Charles Karelis, the former head of Colgate University, says no. Rather, he argues we've been approaching poverty reduction bass-ackwards because we've been employing strategies that would work on poor people with the attitudes and incentives of non-poor people, but that fundamentally misunderstand the incentives of the folks who actually make up the impoverished. I haven't read the book, but Tyler Cowen summarizes some of its arguments this way:
if pains and troubles are high enough, extra pain and trouble just isn't so bad. You hardly notice it. But that overturns standard economic assumptions of diminishing marginal uitliity, and the rest of Karelis's model follows directly.
Poor enough people will accept risk in the downward direction rather than smoothing consumption, so they buy lots of lottery tickets. They also commit more crime, so they can have at least some joyous times, and they take lots of "stupid" chances. Yet the poor are not irrational or necessarily dysfunctional in terms of procedural rationality, but rather they are optimizing given constraints. [...]
The more the poor regard themselves as lagging the rich (rather than doing better than, say, their peers back home in Gujarat), the more stupid risks they will take. That's why poor immigrants are more value-maximizing than the poor that have lived in America a long time and adapted to American norms and expectations. The immigrants don't regard their burdens as insuperable and they are on standard downward-sloping marginal utility curves.

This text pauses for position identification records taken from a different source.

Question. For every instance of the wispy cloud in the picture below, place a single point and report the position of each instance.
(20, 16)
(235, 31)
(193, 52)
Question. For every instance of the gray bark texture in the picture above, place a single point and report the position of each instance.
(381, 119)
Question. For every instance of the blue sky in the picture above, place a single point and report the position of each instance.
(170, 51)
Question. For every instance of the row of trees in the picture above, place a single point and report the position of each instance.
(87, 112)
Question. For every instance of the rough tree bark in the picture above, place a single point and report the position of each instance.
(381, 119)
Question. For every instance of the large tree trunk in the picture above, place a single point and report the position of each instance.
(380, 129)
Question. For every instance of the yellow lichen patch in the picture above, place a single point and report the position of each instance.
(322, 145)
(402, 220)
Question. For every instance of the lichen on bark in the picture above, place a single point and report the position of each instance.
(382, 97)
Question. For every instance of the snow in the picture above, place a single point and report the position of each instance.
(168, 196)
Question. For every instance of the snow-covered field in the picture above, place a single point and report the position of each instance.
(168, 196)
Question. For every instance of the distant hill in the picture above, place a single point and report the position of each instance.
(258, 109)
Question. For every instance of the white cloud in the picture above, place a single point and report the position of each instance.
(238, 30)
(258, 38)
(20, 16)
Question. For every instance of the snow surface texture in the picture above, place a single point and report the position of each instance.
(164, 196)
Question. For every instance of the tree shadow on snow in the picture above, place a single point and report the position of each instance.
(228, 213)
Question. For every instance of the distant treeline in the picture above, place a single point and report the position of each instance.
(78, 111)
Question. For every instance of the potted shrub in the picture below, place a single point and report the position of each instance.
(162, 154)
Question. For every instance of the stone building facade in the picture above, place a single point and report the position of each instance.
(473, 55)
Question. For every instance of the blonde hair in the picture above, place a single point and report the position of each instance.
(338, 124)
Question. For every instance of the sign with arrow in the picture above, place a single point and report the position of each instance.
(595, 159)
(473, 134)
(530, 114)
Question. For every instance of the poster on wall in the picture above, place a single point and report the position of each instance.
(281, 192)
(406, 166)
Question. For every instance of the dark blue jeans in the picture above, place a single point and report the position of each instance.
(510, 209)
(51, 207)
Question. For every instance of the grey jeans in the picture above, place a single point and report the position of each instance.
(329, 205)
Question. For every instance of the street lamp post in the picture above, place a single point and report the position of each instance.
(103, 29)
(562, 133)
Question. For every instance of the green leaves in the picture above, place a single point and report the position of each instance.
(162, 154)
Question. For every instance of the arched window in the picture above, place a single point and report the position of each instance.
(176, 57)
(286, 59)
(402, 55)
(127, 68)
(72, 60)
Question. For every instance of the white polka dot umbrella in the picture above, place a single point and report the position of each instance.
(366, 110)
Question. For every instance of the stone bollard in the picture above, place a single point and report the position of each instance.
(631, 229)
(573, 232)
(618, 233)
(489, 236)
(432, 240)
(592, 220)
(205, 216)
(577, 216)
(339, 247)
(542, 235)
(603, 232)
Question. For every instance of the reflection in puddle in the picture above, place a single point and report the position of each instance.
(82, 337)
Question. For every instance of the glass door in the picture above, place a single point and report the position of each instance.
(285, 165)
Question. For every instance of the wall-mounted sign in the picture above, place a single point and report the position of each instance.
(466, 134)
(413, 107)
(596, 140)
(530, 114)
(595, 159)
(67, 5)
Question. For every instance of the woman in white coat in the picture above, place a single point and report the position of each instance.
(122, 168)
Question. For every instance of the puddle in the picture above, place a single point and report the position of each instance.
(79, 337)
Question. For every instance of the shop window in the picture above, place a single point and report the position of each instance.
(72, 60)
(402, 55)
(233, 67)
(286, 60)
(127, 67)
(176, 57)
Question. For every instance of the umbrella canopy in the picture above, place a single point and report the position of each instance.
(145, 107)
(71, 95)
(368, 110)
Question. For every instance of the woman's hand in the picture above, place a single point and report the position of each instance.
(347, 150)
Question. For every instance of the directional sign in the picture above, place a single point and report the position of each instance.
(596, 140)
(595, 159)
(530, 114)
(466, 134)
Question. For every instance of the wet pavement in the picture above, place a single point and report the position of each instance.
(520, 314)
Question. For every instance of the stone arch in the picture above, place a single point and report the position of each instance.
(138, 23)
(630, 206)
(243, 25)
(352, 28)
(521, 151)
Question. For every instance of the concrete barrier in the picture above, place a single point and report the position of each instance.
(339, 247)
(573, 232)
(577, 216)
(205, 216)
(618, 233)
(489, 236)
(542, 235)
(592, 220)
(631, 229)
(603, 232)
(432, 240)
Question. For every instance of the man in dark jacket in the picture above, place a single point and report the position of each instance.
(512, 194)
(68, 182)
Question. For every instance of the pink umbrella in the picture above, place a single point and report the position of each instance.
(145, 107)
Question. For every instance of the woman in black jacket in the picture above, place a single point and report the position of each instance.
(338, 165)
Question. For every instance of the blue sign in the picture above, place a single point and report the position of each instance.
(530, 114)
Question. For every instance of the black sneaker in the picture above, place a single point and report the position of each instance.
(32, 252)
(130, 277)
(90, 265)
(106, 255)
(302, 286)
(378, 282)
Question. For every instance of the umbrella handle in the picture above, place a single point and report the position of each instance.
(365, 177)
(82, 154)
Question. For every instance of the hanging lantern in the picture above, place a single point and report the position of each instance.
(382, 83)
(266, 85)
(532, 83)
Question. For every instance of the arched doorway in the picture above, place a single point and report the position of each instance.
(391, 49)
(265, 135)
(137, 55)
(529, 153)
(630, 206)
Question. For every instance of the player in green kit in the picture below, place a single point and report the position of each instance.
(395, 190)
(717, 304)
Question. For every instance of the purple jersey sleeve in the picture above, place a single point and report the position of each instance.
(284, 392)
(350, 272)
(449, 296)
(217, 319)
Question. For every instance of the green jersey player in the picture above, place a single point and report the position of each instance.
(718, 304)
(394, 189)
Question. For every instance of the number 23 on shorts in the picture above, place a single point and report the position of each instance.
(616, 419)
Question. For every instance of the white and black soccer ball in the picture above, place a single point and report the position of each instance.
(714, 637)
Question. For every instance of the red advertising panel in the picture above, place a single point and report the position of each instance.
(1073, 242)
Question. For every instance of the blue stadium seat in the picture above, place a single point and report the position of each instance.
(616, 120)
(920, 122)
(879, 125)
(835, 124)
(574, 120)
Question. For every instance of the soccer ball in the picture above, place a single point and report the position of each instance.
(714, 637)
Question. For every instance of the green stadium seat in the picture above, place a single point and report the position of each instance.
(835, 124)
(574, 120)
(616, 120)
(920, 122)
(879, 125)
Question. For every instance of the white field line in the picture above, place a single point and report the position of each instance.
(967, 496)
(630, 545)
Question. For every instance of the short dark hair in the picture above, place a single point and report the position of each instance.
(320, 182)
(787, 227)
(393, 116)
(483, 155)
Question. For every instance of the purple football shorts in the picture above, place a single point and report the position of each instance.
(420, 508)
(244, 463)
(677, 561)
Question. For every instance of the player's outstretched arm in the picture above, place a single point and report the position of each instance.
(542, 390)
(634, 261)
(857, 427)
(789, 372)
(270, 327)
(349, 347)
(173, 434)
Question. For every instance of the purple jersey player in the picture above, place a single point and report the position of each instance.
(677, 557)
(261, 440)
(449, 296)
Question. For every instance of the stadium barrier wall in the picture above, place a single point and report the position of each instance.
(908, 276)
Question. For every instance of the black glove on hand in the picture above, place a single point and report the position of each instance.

I think the issue of lagging the rich is less important than an individual's confidence in their own mobility. An immigrant from Gujarat is experiencing economic mobility in a very real and tangible way. Therefore, it's perfectly consonant with their experience that they can enjoy yet more economic mobility, and they should act accordingly. If you're convinced you can move up, you'll be willing to make more short-term sacrifices in order to assure your long-term trajectory.
Grow up in an inner-city ghetto surrounded by a lot of sticky poverty, however, and the odds for economic uplift might seem rather smaller. If you don't believe you can move up, then it's not necessarily worth engaging in the unpleasant short-term tasks necessary for economic advancement. People make sacrifices when they're convinced that they'll pay off. Without that assurance, why make the sacrifice?